MARKETING ANALYTICS MCS 3500 DUE ON FEBRUARY 27TH BY MID–NIGHT
Assignment 2 Winter 2023 100
Data: boston housing.csv – use only 300 random samples from about 500 house prices.
For all three PARTS, use log(medv) as outcome variable (see data description)
Part 1: Multiple Linear Regression (50)
A. Identify most important variables using best subset algorithm to predict house prices using three model
selection criteria (RSS = residual sum of square; adjr^2 = adjusted R^2 and BIC =Bayesian information
criteria). 20
B. Provide descriptive statistics for identified important variables in Part 1 A. 10
C. Run multiple linear regression model with these identified variables (in Part 1 A). Write regression equation
and interpret any five regression coefficients. 20
Part 2: Multiple Linear Regression with Quadratic Effects (30)
D. Run multiple regression analysis with the variables identified in Part 1 with adding quadratic effects of
average numbers of rooms (rm) and provide average marginal effects (ame) with comments. 10
E. Plot and interpret prediction and average marginal effects of average number of rooms (rm) 20
Part 3: Multivariate Adaptive Splines (MARS) (20)
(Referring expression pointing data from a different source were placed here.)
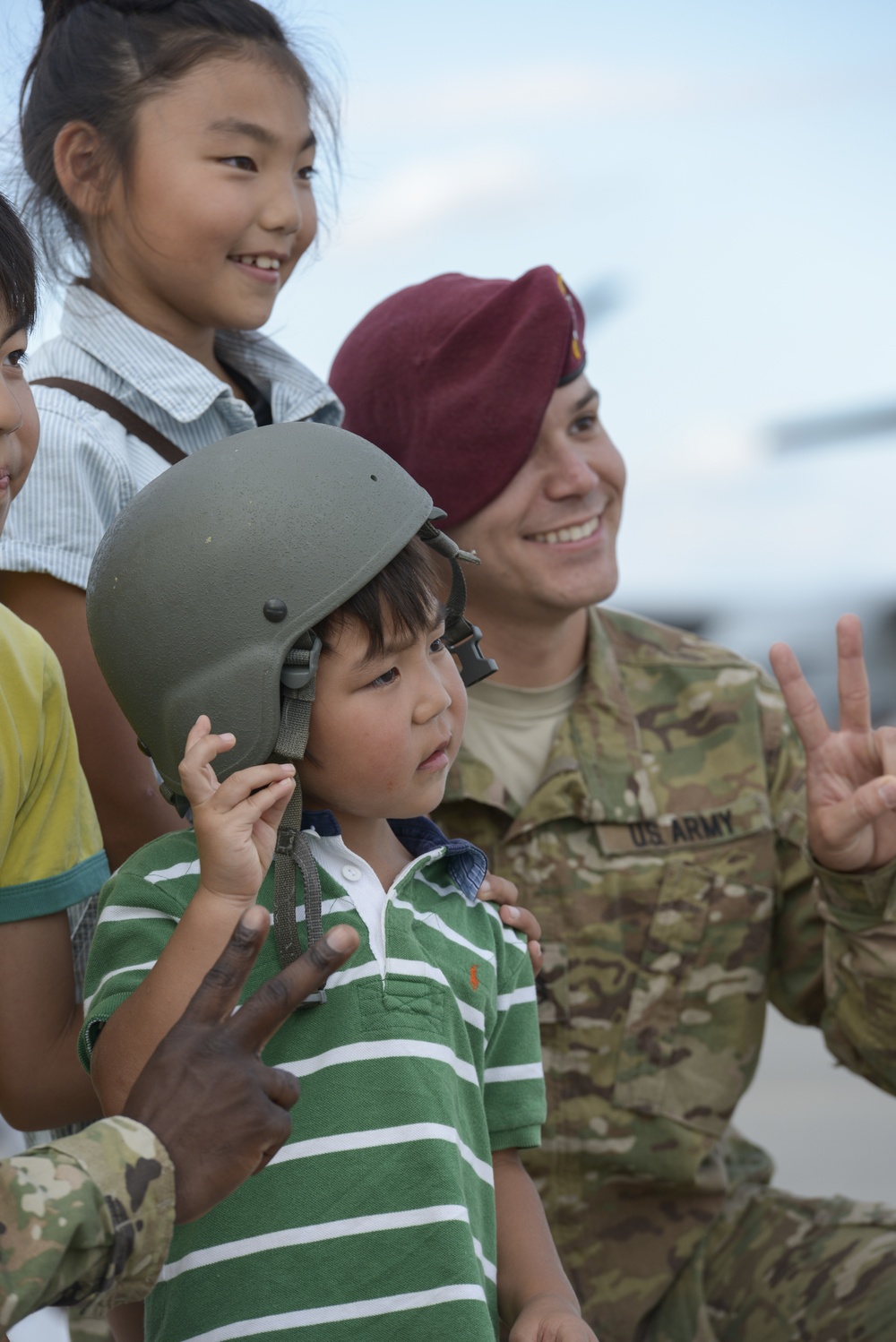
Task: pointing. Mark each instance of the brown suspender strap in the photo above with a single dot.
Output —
(104, 401)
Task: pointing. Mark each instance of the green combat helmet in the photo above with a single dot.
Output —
(204, 593)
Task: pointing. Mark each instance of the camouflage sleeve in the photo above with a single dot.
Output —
(860, 970)
(834, 945)
(86, 1220)
(797, 985)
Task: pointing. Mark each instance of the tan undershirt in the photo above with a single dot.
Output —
(512, 729)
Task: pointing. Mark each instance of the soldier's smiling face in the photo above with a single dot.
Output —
(547, 542)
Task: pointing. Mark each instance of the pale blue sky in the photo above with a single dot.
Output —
(728, 167)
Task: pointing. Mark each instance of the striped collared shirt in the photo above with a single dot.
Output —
(89, 468)
(377, 1218)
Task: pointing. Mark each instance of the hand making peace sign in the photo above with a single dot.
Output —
(850, 775)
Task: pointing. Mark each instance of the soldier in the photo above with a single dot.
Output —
(89, 1218)
(647, 792)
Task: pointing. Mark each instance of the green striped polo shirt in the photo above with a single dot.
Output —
(377, 1218)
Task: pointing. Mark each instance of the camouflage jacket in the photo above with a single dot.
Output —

F. Run MARS using all variables in the housing data to investigate non-linear response patterns. Comments
on your findings that show non-linear patterns (if exist). 15
G. Are the identified variables using MARS the same or different from Part 1 A? Please comment,
if any. 5
Format: Generate program output as a word document (using knit function in Rmarkdown) and add your
additional responses in the same document. Your assignment should include codes, output, plots that are relevant
for the assignment questions. Drop non-relevant output as required.
Data Description
The Boston Housing Dataset
The Boston Housing Dataset is a derived from information collected by the U.S. Census Service concerning housing in
the area of Boston MA. The following describes the dataset columns:
• CRIM – per capita crime rate by town
• ZN – proportion of residential land zoned for lots over 25,000 sq.ft.
• INDUS – proportion of non-retail business acres per town.
• CHAS – Charles River dummy variable (1 if tract bounds river; 0 otherwise)
• NOX – nitric oxides concentration (parts per 10 million)
• RM – average number of rooms per dwelling
• AGE – proportion of owner-occupied units built prior to 1940
• DIS – weighted distances to five Boston employment centres
• RAD – index of accessibility to radial highways
• TAX – full-value property-tax rate per $10,000
• PTRATIO – pupil-teacher ratio by town
• B – 1000(Bk – 0.63)^2 where Bk is the proportion of blacks by town
• LSTAT – % lower status of the population
• MEDV – Median value of owner-occupied homes in $1000’s